Shareholder Value, Corporate Governance and Corporate Performance: A Post-Enron Reassessment of the Conventional Wisdom
30 Pages Posted: 10 Dec 2003
Abstract
The notion that the primary, or in extreme versions, the only legitimate goals of corporate management and governance should be to maximize the value of the shareholders' interest in the company is based on a series of elegant and facile, but deeply flawed assumptions about the nature of the relationships among corporate participants, about how financial markets work, about how human beings work together in groups, and about what the law requires. Contrary to these assumptions, shareholders are neither the "owners" of corporations, nor the only claimants with investments at risk; stock prices do not always accurately reflect the true underlying value of equity securities; managers will not necessarily do a better job of running corporations if they focus solely on share value, or if they are heavily incentivized with stock options, or if they are constantly vulnerable to being ousted in a hostile takeover; and corporate law does not require shareholder primacy.

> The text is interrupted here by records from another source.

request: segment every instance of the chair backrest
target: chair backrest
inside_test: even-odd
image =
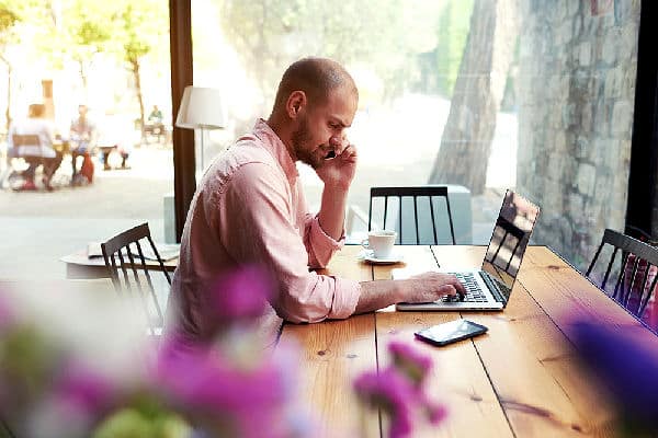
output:
[[[13,134],[11,142],[14,148],[19,146],[41,146],[41,138],[35,134]]]
[[[442,198],[442,199],[441,199]],[[375,208],[382,204],[382,221],[377,222]],[[420,206],[420,210],[419,210]],[[444,212],[441,210],[445,206]],[[389,214],[390,211],[390,214]],[[419,211],[424,215],[419,215]],[[413,217],[411,221],[410,216]],[[443,220],[447,217],[447,220]],[[427,224],[429,219],[430,224]],[[423,185],[407,187],[371,187],[370,209],[368,209],[368,231],[373,229],[374,223],[381,223],[383,229],[396,230],[398,232],[398,244],[439,244],[439,237],[445,235],[442,223],[450,226],[450,237],[452,244],[456,244],[455,230],[453,226],[452,211],[450,208],[450,198],[447,187],[444,185]],[[432,233],[429,233],[431,229]],[[441,230],[441,232],[439,232]],[[405,239],[405,235],[413,234],[416,239]]]
[[[612,254],[603,279],[598,283],[595,278],[592,278],[592,272],[605,245],[612,246]],[[621,263],[615,265],[614,262],[620,251],[622,253]],[[601,289],[605,291],[605,286],[612,273],[612,277],[616,277],[616,279],[614,290],[610,295],[631,313],[642,319],[658,280],[656,266],[658,266],[658,249],[617,231],[606,229],[586,275],[598,283]]]
[[[114,289],[120,296],[125,293],[131,298],[137,298],[146,316],[148,328],[152,335],[156,335],[158,328],[162,327],[164,318],[148,270],[143,243],[150,245],[152,253],[149,256],[155,256],[167,283],[171,286],[171,277],[164,269],[164,263],[151,239],[148,223],[141,223],[101,243],[101,251]]]

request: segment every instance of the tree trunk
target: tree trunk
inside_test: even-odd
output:
[[[139,102],[139,122],[141,123],[141,139],[146,137],[145,126],[146,117],[144,116],[144,96],[141,95],[141,76],[139,73],[139,59],[132,59],[131,69],[135,78],[135,91],[137,92],[137,101]]]
[[[496,116],[519,35],[518,0],[475,0],[470,30],[430,183],[481,194]]]
[[[9,132],[9,126],[11,125],[11,64],[7,58],[0,55],[0,60],[7,66],[7,111],[4,112],[4,130]]]
[[[87,69],[84,68],[83,60],[79,60],[78,64],[80,65],[80,79],[82,80],[82,93],[84,95],[84,104],[89,106],[91,103],[89,102],[89,92],[87,90]]]

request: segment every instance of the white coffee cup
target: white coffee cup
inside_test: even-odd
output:
[[[375,230],[367,233],[367,239],[363,241],[363,247],[373,251],[376,258],[387,258],[393,252],[397,232],[390,230]]]

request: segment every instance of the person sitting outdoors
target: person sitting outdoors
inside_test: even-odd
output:
[[[13,122],[8,131],[8,158],[23,158],[29,164],[23,172],[25,181],[20,187],[22,191],[36,189],[34,177],[39,165],[43,165],[44,187],[52,191],[50,181],[61,164],[63,155],[53,148],[53,126],[46,120],[45,114],[44,104],[32,104],[27,110],[27,118]]]
[[[121,169],[131,169],[126,161],[133,151],[132,128],[133,124],[126,116],[117,114],[114,111],[105,113],[105,117],[100,124],[97,140],[100,150],[99,161],[103,163],[104,170],[112,170],[109,161],[112,152],[121,155]]]
[[[162,125],[162,112],[158,108],[158,105],[154,105],[154,108],[148,115],[148,123],[152,125]]]
[[[205,344],[222,322],[211,293],[224,273],[258,265],[274,279],[271,307],[293,323],[344,319],[393,303],[429,302],[464,293],[456,277],[356,281],[320,275],[344,244],[348,191],[358,150],[345,137],[359,93],[330,59],[305,58],[281,79],[270,117],[220,154],[201,180],[183,228],[166,332],[182,345]],[[320,209],[306,208],[296,162],[325,187]],[[249,293],[249,290],[243,290]]]
[[[78,157],[84,158],[95,145],[97,128],[87,115],[87,105],[78,105],[78,117],[71,122],[70,148],[71,148],[71,184],[75,184],[78,175]]]

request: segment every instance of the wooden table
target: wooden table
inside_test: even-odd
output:
[[[408,265],[443,268],[479,266],[484,246],[400,246]],[[327,273],[358,280],[390,278],[395,266],[359,262],[360,246],[345,246]],[[399,265],[398,265],[399,266]],[[433,347],[413,332],[457,318],[489,327],[488,334]],[[309,408],[320,418],[314,436],[379,437],[376,413],[365,415],[365,431],[351,382],[363,370],[383,368],[386,346],[397,339],[429,355],[433,400],[449,407],[436,427],[415,437],[559,437],[614,436],[612,410],[597,384],[578,368],[565,330],[574,319],[636,328],[648,346],[658,337],[604,296],[545,246],[531,246],[502,312],[382,311],[318,324],[285,324],[279,343],[300,345],[300,387]],[[384,434],[386,431],[386,422]]]
[[[110,274],[105,267],[103,257],[88,257],[87,250],[80,250],[72,254],[59,258],[66,263],[66,278],[68,279],[90,279],[109,278]],[[178,257],[164,262],[164,269],[175,270]],[[160,264],[156,261],[146,260],[146,267],[150,270],[160,270]]]

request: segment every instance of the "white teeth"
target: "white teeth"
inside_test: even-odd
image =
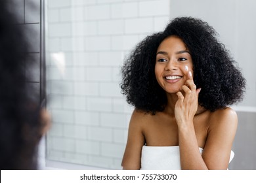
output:
[[[181,76],[166,76],[166,79],[167,80],[176,80],[181,78]]]

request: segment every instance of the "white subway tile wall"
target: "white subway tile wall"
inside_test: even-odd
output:
[[[121,94],[121,67],[137,43],[163,30],[169,1],[47,1],[48,159],[121,169],[133,107]]]

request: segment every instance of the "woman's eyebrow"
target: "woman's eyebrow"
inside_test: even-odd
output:
[[[157,52],[156,54],[168,55],[168,53],[167,52],[160,51]]]
[[[188,53],[188,54],[190,54],[190,52],[188,50],[178,51],[175,54],[183,54],[183,53]],[[156,53],[156,54],[157,55],[158,54],[163,54],[163,55],[167,56],[168,53],[167,52],[164,52],[164,51],[160,51],[158,53]]]
[[[188,50],[181,50],[181,51],[177,52],[175,54],[181,54],[183,53],[188,53],[188,54],[190,54],[190,52]]]

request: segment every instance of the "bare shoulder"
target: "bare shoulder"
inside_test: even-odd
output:
[[[211,126],[217,127],[218,125],[236,128],[238,116],[235,110],[230,107],[218,109],[211,112],[209,116]]]
[[[135,109],[131,114],[130,126],[142,128],[146,122],[152,120],[152,115],[145,112]]]
[[[209,169],[226,169],[236,133],[238,118],[231,108],[210,112],[203,158]]]

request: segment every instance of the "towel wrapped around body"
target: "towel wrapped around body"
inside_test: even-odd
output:
[[[203,149],[199,148],[202,154]],[[231,151],[229,163],[234,153]],[[181,170],[179,146],[143,146],[141,153],[141,170]]]

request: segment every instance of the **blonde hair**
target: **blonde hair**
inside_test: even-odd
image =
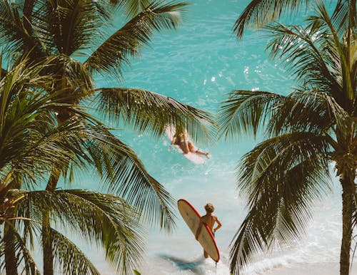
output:
[[[209,213],[212,213],[214,211],[214,207],[213,204],[211,203],[208,202],[207,204],[204,206],[204,209],[206,212]]]

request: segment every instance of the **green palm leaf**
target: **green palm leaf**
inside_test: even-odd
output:
[[[328,189],[328,152],[323,137],[302,133],[267,140],[243,157],[239,187],[249,212],[231,244],[233,274],[259,251],[303,233],[312,202]]]
[[[31,207],[36,213],[49,211],[54,224],[69,229],[89,243],[94,241],[101,244],[106,251],[106,256],[118,270],[129,274],[142,254],[142,230],[138,214],[116,196],[85,190],[59,190],[54,192],[36,191],[27,192],[26,197],[19,202],[18,215],[24,212],[30,213]],[[56,237],[56,236],[55,236]],[[81,268],[78,263],[87,261],[74,244],[72,249],[66,250],[64,237],[55,240],[54,249],[59,264],[64,264],[70,271],[71,265],[66,259],[73,253],[76,256],[74,268]],[[68,247],[69,248],[70,247]],[[64,251],[66,249],[66,251]],[[79,253],[79,254],[78,254]],[[92,270],[88,266],[86,268]],[[93,269],[91,272],[95,273]]]
[[[112,0],[112,3],[115,3],[119,6],[119,8],[124,10],[125,14],[130,18],[135,16],[146,7],[149,6],[151,4],[151,0]]]
[[[309,0],[251,1],[236,21],[233,31],[241,38],[246,27],[262,27],[278,19],[283,13],[298,11],[309,2]]]
[[[149,43],[155,31],[176,28],[184,3],[161,4],[153,2],[104,41],[84,63],[90,71],[121,74],[130,56],[137,56]]]
[[[39,269],[37,267],[37,265],[36,264],[36,262],[30,251],[27,248],[26,242],[24,242],[19,232],[16,229],[16,228],[11,223],[8,222],[7,221],[5,221],[5,222],[6,223],[7,226],[11,227],[11,228],[12,229],[11,240],[14,241],[12,246],[14,250],[17,253],[16,258],[18,259],[19,262],[21,262],[23,265],[24,271],[26,271],[26,274],[40,275],[41,273],[39,271]],[[4,238],[1,241],[0,256],[1,257],[4,256],[5,238],[8,237],[7,235],[8,234],[4,234]],[[6,244],[6,245],[9,245],[9,244]]]
[[[351,120],[348,113],[325,91],[296,90],[278,107],[267,128],[272,136],[301,130],[328,135],[333,125],[343,132]],[[333,147],[338,145],[333,143]]]
[[[256,136],[286,100],[272,93],[241,90],[233,90],[228,98],[221,103],[218,115],[220,137],[240,136],[248,132]]]
[[[20,6],[7,0],[0,1],[0,43],[4,53],[19,52],[24,48],[33,49],[41,55],[37,38],[28,32]]]
[[[303,85],[305,83],[321,85],[321,89],[341,93],[341,87],[336,83],[336,76],[330,71],[332,67],[336,73],[339,73],[336,59],[331,59],[334,57],[334,53],[331,52],[333,48],[326,45],[324,46],[325,51],[321,51],[318,47],[319,43],[326,42],[325,36],[327,33],[320,30],[316,34],[311,29],[298,26],[290,28],[278,24],[268,26],[266,29],[271,33],[268,36],[273,38],[267,46],[271,50],[271,56],[288,61],[284,62],[284,65],[298,82]]]
[[[71,240],[51,229],[53,253],[63,274],[100,274],[84,254]]]
[[[215,127],[212,115],[172,98],[134,88],[99,89],[98,110],[108,114],[111,120],[123,121],[140,132],[162,135],[168,124],[186,128],[194,140],[212,141],[210,128]]]
[[[171,231],[175,219],[171,195],[150,176],[131,149],[109,132],[102,131],[101,138],[96,135],[86,145],[108,191],[143,210],[145,220]]]

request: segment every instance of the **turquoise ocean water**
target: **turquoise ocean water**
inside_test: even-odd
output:
[[[133,60],[123,81],[101,78],[97,85],[146,89],[213,113],[233,89],[288,93],[293,81],[280,62],[268,58],[262,33],[248,31],[242,41],[232,33],[235,20],[248,2],[192,1],[178,31],[156,35],[141,58]],[[301,14],[285,21],[301,22]],[[155,140],[130,129],[117,133],[176,199],[188,199],[201,213],[203,206],[212,202],[223,224],[216,234],[221,254],[216,270],[213,261],[203,260],[201,247],[178,212],[171,234],[156,229],[149,231],[146,259],[138,270],[146,275],[228,274],[229,244],[246,214],[245,202],[236,188],[235,167],[258,140],[247,137],[201,147],[212,157],[195,165],[174,150],[168,151],[169,141],[165,137]],[[95,182],[88,181],[94,188]],[[294,264],[338,261],[341,205],[337,185],[333,191],[326,200],[316,203],[314,220],[305,238],[282,251],[257,256],[247,274],[266,274]],[[114,274],[96,249],[84,249],[103,274]]]

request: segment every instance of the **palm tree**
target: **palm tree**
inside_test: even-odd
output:
[[[243,36],[245,28],[261,28],[272,21],[276,21],[286,14],[297,11],[308,6],[315,0],[254,0],[246,7],[234,24],[233,31],[237,37]],[[337,0],[336,17],[341,20],[348,18],[351,26],[356,27],[356,0]],[[347,13],[346,13],[347,12]]]
[[[39,190],[54,165],[66,172],[91,165],[89,148],[106,150],[107,155],[130,153],[113,145],[113,137],[83,108],[64,105],[62,91],[48,93],[53,76],[39,76],[47,63],[27,66],[26,61],[6,71],[0,81],[0,239],[1,266],[17,274],[22,266],[39,274],[31,254],[35,236],[41,239],[43,217],[55,222],[49,227],[54,258],[65,274],[99,274],[84,254],[61,231],[71,229],[88,243],[106,250],[121,274],[129,274],[143,250],[139,212],[121,198],[86,190]],[[1,63],[0,61],[0,64]],[[45,92],[46,90],[46,92]],[[66,108],[79,120],[58,123],[54,110]],[[86,123],[83,120],[86,120]],[[93,143],[89,146],[89,143]],[[124,152],[123,150],[129,152]],[[93,165],[93,164],[92,164]],[[105,165],[98,164],[105,168]],[[63,226],[66,224],[66,226]]]
[[[138,3],[145,6],[138,6]],[[177,27],[186,6],[179,2],[166,4],[134,0],[118,3],[101,0],[24,0],[13,3],[1,0],[0,41],[9,56],[27,53],[31,61],[53,60],[54,66],[44,69],[41,74],[56,74],[54,90],[66,94],[62,103],[91,103],[98,113],[104,112],[110,120],[129,124],[140,131],[149,131],[156,137],[162,135],[166,125],[173,123],[186,128],[193,138],[202,142],[212,138],[208,130],[213,122],[208,113],[141,89],[94,89],[92,79],[98,73],[119,79],[130,57],[138,56],[141,48],[149,43],[154,31]],[[114,30],[112,18],[121,16],[124,20],[123,14],[132,17]],[[65,108],[59,108],[56,111],[60,122],[77,118]],[[87,150],[91,163],[105,177],[108,190],[144,210],[147,221],[170,231],[174,224],[172,199],[148,174],[134,152],[106,132],[106,138],[111,140],[111,144],[121,145],[121,154],[109,152],[101,145],[92,148],[89,145],[94,144],[91,142],[87,143]],[[61,171],[54,168],[47,191],[56,190],[60,175]],[[45,274],[52,274],[52,241],[47,236],[49,213],[43,219],[44,269]]]
[[[331,162],[342,187],[340,274],[349,273],[357,225],[357,40],[355,6],[338,4],[330,17],[316,1],[306,27],[266,27],[271,56],[288,58],[297,81],[288,95],[233,90],[221,107],[221,135],[266,135],[237,168],[248,213],[231,243],[234,274],[258,251],[301,236],[313,202],[329,190]]]

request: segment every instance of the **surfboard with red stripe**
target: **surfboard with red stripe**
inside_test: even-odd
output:
[[[188,228],[193,235],[198,227],[201,215],[193,206],[188,201],[183,199],[177,201],[177,206],[180,214],[186,222]],[[202,227],[200,235],[198,236],[198,242],[206,250],[207,254],[216,262],[219,261],[219,251],[214,239],[212,232],[206,225]]]

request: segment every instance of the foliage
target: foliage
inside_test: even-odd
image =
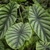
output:
[[[50,50],[50,0],[0,5],[0,50]]]

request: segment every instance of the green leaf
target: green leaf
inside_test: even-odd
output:
[[[29,40],[32,30],[29,23],[17,23],[8,29],[6,33],[6,42],[13,49],[19,49],[25,40]]]
[[[12,1],[16,1],[16,2],[20,3],[20,2],[25,2],[26,0],[12,0]]]
[[[0,50],[4,50],[5,48],[4,48],[4,45],[3,45],[3,43],[0,41]]]
[[[11,50],[11,49],[7,48],[6,50]]]
[[[0,9],[0,39],[4,36],[8,28],[16,21],[17,8],[19,5],[10,2]]]
[[[38,37],[42,41],[50,41],[50,17],[40,5],[34,4],[29,8],[28,19]]]
[[[42,41],[36,43],[36,50],[50,50],[50,42],[44,43]]]

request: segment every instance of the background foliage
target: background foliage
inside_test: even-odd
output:
[[[50,50],[50,0],[2,0],[0,50]]]

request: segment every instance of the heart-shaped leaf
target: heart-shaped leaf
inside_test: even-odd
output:
[[[25,42],[31,38],[32,30],[29,23],[17,23],[8,29],[6,33],[6,42],[13,49],[19,49]]]
[[[10,2],[8,5],[0,9],[0,39],[8,28],[16,21],[17,8],[19,5],[15,2]]]
[[[50,41],[50,17],[40,5],[34,4],[29,8],[28,19],[38,37]]]

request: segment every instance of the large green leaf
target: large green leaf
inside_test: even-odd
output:
[[[19,5],[15,2],[10,2],[8,5],[0,9],[0,39],[8,28],[16,21],[17,8]]]
[[[13,48],[20,48],[25,40],[29,40],[32,35],[32,30],[29,23],[17,23],[8,29],[6,33],[6,42],[7,44]]]
[[[0,50],[4,50],[5,48],[4,48],[4,45],[3,45],[3,43],[0,41]]]
[[[50,41],[50,17],[40,5],[34,4],[29,8],[28,19],[38,37]]]
[[[50,50],[50,42],[37,42],[36,43],[36,50]]]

Instead, this essay suggests that, once basic societal and business institutions are in place, such as rule of law, sophisticated and uncorrupted courts, an independent accounting profession, liquid financial markets and an adequate securities regulation system, the principle element needed to foster wealth creating productive activity may be a powerful set of cultural norms emphasizing personal and group integrity, cooperative behavior among team members, and responsibility in the team's relationships to the larger communities in which it operates.